Davalı itirazları doğrultusunda önceki bilirkişi heyetine iş güvenliği uzmanı bilirkişinin dahil edilerek bilirkişi raporu alınmıştır.
İş güvenliği uzmanı Bilirkişi raporunda; —– saptadığı eksiklikleri giderilmesi için işverene bildirmek olup, bu eksiklileri giderilmesi işverenin sorumluluğundadır. Dava konusu olayda davacı firma —- görevini yerine getirdiği, eksiklikleri davalı işverene bildirdiği, davalı işverenin eksiklikleri bildirilen şekilde ve zamanında gidermeyerek idari para cezası ile karşı karşıya kalmış olduğu anlaşılmıştır.

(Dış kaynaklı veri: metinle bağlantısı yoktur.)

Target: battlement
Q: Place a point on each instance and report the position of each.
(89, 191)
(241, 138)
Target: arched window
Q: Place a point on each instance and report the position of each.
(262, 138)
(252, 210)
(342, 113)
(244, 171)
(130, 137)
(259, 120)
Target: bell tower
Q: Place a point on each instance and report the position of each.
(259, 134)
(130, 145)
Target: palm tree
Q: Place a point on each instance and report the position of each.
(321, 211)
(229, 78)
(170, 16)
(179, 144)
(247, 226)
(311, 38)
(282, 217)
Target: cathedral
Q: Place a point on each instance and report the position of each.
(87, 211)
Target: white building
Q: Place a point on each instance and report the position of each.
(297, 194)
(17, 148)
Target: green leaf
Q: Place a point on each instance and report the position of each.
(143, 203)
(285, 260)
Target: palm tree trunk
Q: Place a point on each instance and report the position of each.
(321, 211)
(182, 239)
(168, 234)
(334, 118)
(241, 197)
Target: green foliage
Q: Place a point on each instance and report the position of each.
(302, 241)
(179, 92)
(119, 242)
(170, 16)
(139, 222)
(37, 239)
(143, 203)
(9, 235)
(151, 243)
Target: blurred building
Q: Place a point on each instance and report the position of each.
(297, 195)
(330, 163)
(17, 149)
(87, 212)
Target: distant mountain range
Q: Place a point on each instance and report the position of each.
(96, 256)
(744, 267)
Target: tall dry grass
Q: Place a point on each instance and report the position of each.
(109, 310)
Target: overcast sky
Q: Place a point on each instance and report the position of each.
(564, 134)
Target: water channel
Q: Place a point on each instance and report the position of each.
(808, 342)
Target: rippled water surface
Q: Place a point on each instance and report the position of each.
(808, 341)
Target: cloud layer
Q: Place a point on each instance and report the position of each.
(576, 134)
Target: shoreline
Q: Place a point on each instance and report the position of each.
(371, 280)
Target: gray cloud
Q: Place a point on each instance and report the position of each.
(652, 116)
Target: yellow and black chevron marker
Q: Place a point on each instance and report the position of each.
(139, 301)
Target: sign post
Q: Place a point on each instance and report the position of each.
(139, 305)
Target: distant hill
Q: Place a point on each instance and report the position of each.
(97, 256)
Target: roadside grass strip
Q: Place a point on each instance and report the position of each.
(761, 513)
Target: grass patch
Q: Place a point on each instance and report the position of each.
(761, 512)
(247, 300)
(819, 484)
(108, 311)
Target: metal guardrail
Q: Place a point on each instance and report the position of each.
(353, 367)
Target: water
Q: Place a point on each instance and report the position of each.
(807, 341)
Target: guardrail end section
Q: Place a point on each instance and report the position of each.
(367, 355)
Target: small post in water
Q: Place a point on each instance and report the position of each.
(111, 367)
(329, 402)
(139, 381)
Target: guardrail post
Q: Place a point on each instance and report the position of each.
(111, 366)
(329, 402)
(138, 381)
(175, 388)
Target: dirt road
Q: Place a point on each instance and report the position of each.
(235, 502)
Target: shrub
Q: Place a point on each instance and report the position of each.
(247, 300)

Davalı işveren, davacı firmanın hizmet verdiği süre içerisinde üzerine düşen yükümlülükleri yerine getirmeyerek —– idari para cezası ile karşı karşıya kaldığını iddia etmiştir. Davacı firmanın ve davalı işyerinde görevlendirdiği —— görevini yerine getirmediğine ilişkin bir tespitte bulunulamamış olup, söz konusu idari para cezasının düzenlenmesinden davalı işverenin işyerinde —- ilişkin tedbirleri almasının etkili olduğu sonuç ve kanaatine varıldığını bildirmiştir.
Dosya önceki bilirkişi heyetine tevdi edilerek Ek rapor alınmıştır.
Bilirkişi heyeti Ek raporunda; Yeniden yapmış oldukları inceleme ve değerlendirmeler sonucunda Kök raporda varmış oldukları kanaat ve düşüncelerde bir değişiklik olmadığını bildirmişlerdir.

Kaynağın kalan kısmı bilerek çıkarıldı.